Fokof themselves are beginning to feel the need for a more mindful clarity; in a rare interview on Friday with Jason Curtis for the Cape Times, Francois van Coke was at pains to shy away from any of the attention-seeking affectation around him.
“I’m a bit gatvol of the hype… bands new and not-so-new who are from there are in for a rude awakening if they think Bellville will carry them. Fokofpolisiekar has got where it is through sheer bloody-mindedness and hard work, not because of the town we lived in.”
This sort of sentiment seems to stem from a simmering alarm at the way the scene’s freedoms are becoming its burdens, or the way a space for spontaneous creativity is being permeated with a contrived and claustrophobic pressure to be someone else. Opportunites for self-expression are only new, original or exciting if they’re explored in new, original and exciting ways, and as it is the Belville rock scene is getting a little over baked.
It’s all becoming a bit too cool for school, and it’s increasingly hard to focus on where the meaning is. In that regard, this past weekend was a big help. For all of their weaknesses, the Afrikaner indie-punk crowd has grown accustomed to putting up privatised walls of concrete cynicism. They’ve learned to guard their heartspaces, having found the difference between purely partying and making an emotional investment in their art. They have been spoilt, after all. Fokofpolisiekar has always been an event which mixes real, irreverent relevance in a jol sonder einde, capturing the spirit while shocking sensibilities, forging a new height of expectation and proudly, relentlessly bearing its standard. So when the modish new bands arrive in their faux-banged multitudes and all the hipsters fall about, there’s a subtle but serious change of direction in the air.

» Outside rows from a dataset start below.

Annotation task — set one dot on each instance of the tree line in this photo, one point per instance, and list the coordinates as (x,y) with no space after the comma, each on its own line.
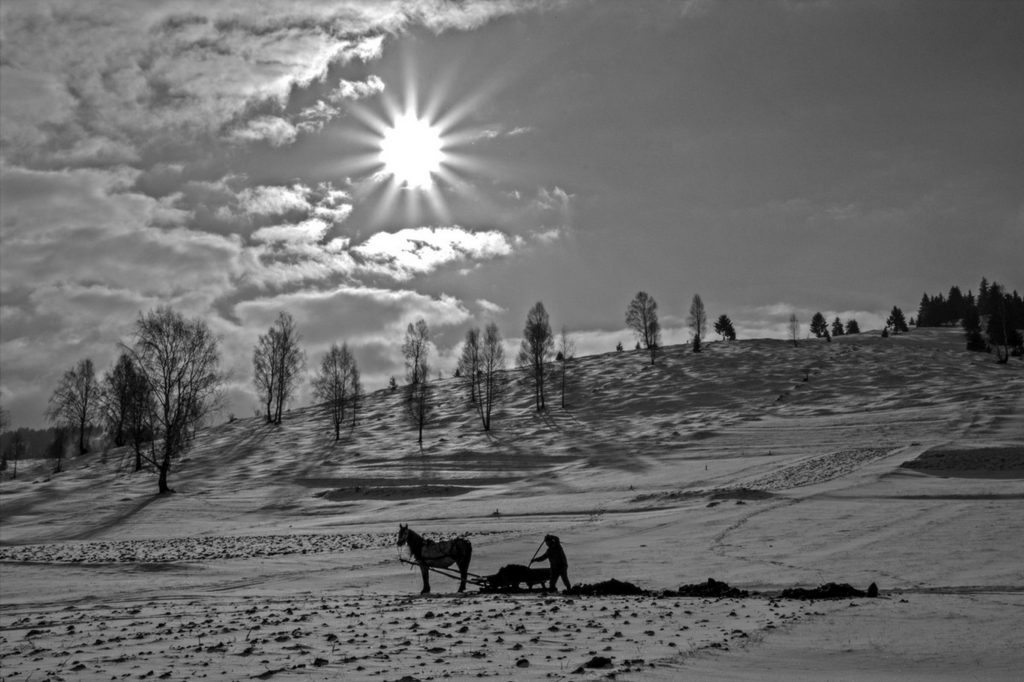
(991,321)
(167,379)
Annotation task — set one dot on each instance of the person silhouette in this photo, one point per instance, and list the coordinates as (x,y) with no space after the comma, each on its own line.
(556,557)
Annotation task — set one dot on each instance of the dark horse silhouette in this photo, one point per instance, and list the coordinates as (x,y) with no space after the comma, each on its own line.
(439,555)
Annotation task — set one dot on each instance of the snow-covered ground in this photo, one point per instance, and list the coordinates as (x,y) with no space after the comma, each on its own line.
(754,463)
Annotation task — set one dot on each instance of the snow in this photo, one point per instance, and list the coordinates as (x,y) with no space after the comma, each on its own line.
(756,463)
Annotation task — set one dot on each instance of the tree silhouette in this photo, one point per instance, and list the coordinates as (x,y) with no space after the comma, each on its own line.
(697,320)
(897,322)
(1001,326)
(418,391)
(337,384)
(469,365)
(566,352)
(180,359)
(128,406)
(723,327)
(819,327)
(536,349)
(493,375)
(972,330)
(76,401)
(641,316)
(278,365)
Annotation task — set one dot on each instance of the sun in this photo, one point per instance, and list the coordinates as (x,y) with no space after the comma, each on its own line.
(412,152)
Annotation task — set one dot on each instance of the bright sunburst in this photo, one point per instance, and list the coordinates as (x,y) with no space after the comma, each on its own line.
(412,152)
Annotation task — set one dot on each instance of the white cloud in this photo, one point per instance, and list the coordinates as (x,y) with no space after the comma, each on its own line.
(420,250)
(554,199)
(274,200)
(489,306)
(356,89)
(275,130)
(307,231)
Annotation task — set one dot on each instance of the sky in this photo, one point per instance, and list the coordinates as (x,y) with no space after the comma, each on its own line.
(224,159)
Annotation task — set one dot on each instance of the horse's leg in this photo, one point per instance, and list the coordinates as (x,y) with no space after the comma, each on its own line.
(464,567)
(426,579)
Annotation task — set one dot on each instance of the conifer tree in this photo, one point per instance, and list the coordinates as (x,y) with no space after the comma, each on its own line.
(819,328)
(724,328)
(837,327)
(896,321)
(697,320)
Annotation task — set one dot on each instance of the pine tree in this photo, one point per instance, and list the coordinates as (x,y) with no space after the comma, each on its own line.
(724,328)
(897,322)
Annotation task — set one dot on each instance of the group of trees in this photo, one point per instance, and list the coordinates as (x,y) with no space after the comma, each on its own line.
(820,328)
(991,321)
(167,378)
(162,386)
(278,366)
(641,317)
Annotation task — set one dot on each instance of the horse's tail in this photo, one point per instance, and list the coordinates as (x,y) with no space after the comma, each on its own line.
(467,552)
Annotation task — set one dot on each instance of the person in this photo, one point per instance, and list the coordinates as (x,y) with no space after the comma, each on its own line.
(559,564)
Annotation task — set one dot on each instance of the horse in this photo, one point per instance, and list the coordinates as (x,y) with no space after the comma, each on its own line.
(439,555)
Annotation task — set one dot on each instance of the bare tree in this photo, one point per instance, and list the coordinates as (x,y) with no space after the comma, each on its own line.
(356,392)
(641,316)
(536,349)
(14,453)
(417,349)
(469,365)
(116,397)
(566,353)
(180,360)
(127,406)
(76,401)
(55,451)
(337,385)
(697,320)
(278,365)
(493,375)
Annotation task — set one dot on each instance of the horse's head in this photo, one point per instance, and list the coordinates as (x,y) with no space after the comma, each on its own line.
(402,534)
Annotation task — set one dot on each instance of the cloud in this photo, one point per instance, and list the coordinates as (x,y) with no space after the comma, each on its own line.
(324,202)
(274,200)
(420,250)
(183,72)
(554,199)
(275,130)
(307,231)
(489,306)
(356,89)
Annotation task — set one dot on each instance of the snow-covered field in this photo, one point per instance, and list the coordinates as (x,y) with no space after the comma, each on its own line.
(754,463)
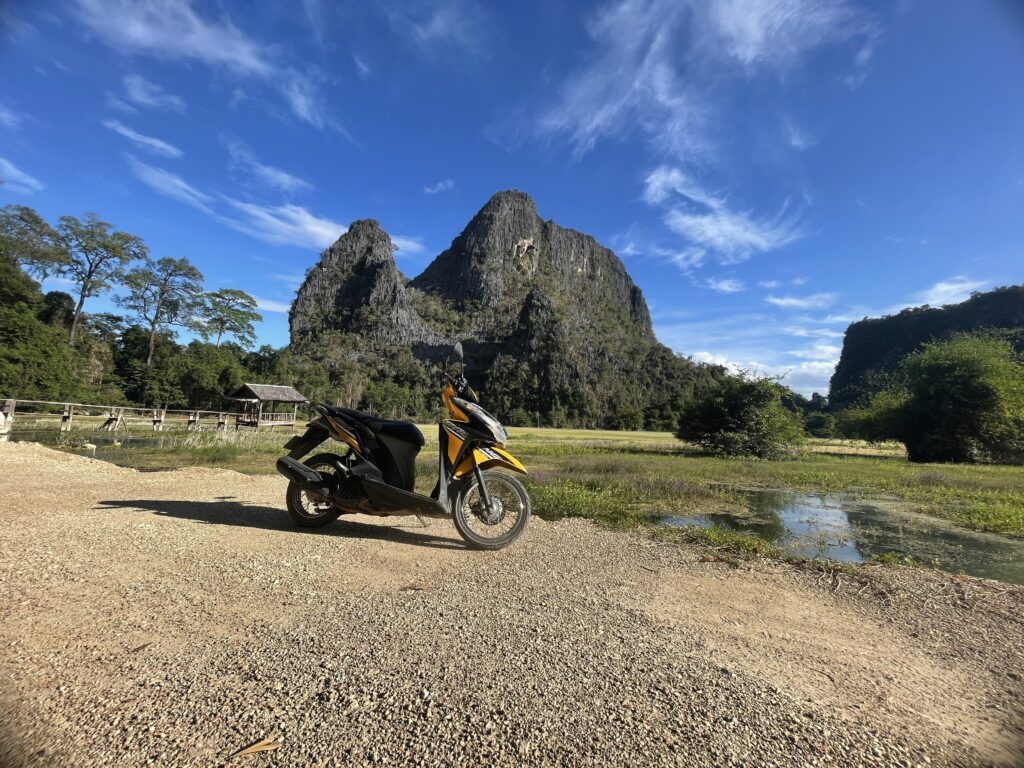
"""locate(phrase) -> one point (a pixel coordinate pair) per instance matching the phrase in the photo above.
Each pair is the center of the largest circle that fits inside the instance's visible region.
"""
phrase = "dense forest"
(872, 348)
(52, 348)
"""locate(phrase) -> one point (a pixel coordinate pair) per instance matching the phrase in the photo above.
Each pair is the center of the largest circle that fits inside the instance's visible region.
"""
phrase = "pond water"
(854, 530)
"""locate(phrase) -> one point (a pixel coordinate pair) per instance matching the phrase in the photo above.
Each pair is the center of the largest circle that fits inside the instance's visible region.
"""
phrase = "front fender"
(487, 457)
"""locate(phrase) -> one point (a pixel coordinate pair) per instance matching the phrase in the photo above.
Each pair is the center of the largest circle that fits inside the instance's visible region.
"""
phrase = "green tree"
(230, 312)
(741, 416)
(956, 400)
(163, 293)
(57, 308)
(96, 257)
(29, 242)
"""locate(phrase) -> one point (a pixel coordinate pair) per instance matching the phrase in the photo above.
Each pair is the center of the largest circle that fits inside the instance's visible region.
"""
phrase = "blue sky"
(769, 170)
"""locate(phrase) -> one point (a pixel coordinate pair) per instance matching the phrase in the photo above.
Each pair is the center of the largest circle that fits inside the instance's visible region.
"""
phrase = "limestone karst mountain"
(551, 321)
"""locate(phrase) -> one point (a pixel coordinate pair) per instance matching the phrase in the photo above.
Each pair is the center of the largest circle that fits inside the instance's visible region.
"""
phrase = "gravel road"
(171, 619)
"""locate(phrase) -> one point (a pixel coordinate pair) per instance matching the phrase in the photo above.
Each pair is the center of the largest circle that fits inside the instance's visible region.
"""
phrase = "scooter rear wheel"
(506, 520)
(306, 510)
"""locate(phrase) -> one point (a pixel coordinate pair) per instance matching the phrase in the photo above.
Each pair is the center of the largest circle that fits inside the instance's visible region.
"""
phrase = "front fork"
(483, 488)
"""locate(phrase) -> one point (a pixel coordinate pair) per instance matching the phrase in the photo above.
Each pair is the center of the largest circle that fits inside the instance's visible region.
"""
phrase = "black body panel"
(391, 445)
(299, 445)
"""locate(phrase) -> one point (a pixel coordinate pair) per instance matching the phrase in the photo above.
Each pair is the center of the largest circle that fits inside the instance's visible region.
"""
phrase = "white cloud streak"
(11, 177)
(244, 160)
(269, 305)
(286, 224)
(156, 145)
(704, 218)
(408, 246)
(141, 92)
(442, 185)
(814, 301)
(726, 285)
(172, 30)
(170, 185)
(950, 291)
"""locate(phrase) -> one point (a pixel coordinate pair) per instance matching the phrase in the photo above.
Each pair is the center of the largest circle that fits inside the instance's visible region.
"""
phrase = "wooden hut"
(260, 406)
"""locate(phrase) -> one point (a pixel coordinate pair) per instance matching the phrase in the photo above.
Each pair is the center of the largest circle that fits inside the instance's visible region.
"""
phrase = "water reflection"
(854, 530)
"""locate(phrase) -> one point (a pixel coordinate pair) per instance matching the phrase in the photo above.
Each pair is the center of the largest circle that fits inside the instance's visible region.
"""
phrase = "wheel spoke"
(507, 508)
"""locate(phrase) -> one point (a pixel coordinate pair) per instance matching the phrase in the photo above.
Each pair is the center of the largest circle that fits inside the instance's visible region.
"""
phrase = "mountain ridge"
(552, 322)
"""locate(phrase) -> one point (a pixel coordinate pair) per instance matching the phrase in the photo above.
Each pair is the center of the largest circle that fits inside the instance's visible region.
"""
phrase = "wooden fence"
(44, 414)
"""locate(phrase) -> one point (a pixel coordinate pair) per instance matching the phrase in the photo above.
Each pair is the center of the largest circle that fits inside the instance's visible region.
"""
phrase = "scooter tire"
(461, 512)
(293, 498)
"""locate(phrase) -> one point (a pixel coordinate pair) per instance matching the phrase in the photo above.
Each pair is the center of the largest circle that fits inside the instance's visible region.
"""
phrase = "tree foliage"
(163, 293)
(956, 400)
(95, 257)
(30, 243)
(873, 348)
(230, 312)
(741, 416)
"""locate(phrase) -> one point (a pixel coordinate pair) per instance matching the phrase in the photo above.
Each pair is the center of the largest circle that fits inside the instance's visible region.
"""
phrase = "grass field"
(625, 479)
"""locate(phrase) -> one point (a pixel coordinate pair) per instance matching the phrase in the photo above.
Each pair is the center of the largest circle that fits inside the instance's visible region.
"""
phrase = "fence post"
(66, 418)
(6, 420)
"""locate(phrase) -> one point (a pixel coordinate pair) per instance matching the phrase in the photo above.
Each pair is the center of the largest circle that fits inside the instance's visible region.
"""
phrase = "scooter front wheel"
(307, 510)
(498, 524)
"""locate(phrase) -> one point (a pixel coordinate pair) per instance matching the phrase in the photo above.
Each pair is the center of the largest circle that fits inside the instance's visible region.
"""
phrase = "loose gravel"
(172, 619)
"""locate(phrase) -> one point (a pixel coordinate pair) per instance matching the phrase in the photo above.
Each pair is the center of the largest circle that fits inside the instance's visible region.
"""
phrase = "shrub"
(742, 416)
(956, 400)
(820, 425)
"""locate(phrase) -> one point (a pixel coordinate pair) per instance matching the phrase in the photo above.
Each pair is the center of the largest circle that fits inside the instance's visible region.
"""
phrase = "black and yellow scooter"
(377, 474)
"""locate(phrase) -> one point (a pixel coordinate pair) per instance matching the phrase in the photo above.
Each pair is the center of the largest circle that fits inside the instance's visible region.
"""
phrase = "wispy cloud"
(775, 34)
(244, 160)
(11, 177)
(269, 305)
(704, 219)
(286, 224)
(756, 341)
(726, 285)
(442, 185)
(170, 184)
(443, 25)
(9, 118)
(142, 92)
(173, 30)
(799, 138)
(814, 301)
(156, 145)
(950, 291)
(634, 80)
(409, 246)
(649, 54)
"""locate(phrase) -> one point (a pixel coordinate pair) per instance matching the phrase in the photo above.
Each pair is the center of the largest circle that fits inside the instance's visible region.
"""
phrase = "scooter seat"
(399, 430)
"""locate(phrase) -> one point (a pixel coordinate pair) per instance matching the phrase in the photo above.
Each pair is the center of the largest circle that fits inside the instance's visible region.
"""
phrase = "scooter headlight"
(486, 421)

It’s there in the space between stage and bodies while New Holland are up, in the continued conversations during Ashtray Electric’s turn, and it’s still there when aKing swing into their most together set in a while. Everyone likes New Holland: they’re a quality festival band, with all the necessarily suggestive lyrics and funky beats; they’re nice, they’re harmless, and as such they’re greeted with the kind of enthusiasm that says, I’m having fun getting drunk. In the same way, no one really dislikes Ashtray Electric: they’re earnest, inventive, sweet when they want to be, and people watching them go a dirty kind of nuts, like they’re looking to get laid. aKing can be amazing, when all the relevant sparks connect and they’re able to ratchet out of self-destruct mode, yet even at their most impressive on Friday night the rapture below them remained restrained, as though the heaving masses were awaiting a higher gear.
The shift they knew would arrive did so twice in one weekend. Driven by the same urge that has them now gathering regularly to record another full-length album, Fokof clicked into a graceful intensity on both Friday and Sunday nights, working themselves into a cohesive froth that had both crowds surging and clawing a path to the front. Of all the Bellvillains, this is the one band that has its market most in awe; when they move into position all eyes go to the front and all fingers to the sky, in the awareness that the business end of the evening has begun. Fokof get their share of hate, it’s true, but not from their crowds and not, therefore, from those who matter most to their cause; if they can keep this up, their fans will know the difference.
My girlfriend is a virtual magnet for show-thrown stuff. She had a cap and badges hurled her way at a Zebra and Giraffe gig and was pretty stoked, she grabbed Laudo’s guitar pick out of the air at an aKing show and was over it a few Jagerbombs later; but last Sunday she caught Snake’s drumstick and she’s been speechless ever since. That’s happiness from within a guarded heartspace. That’s joy you can’t buy.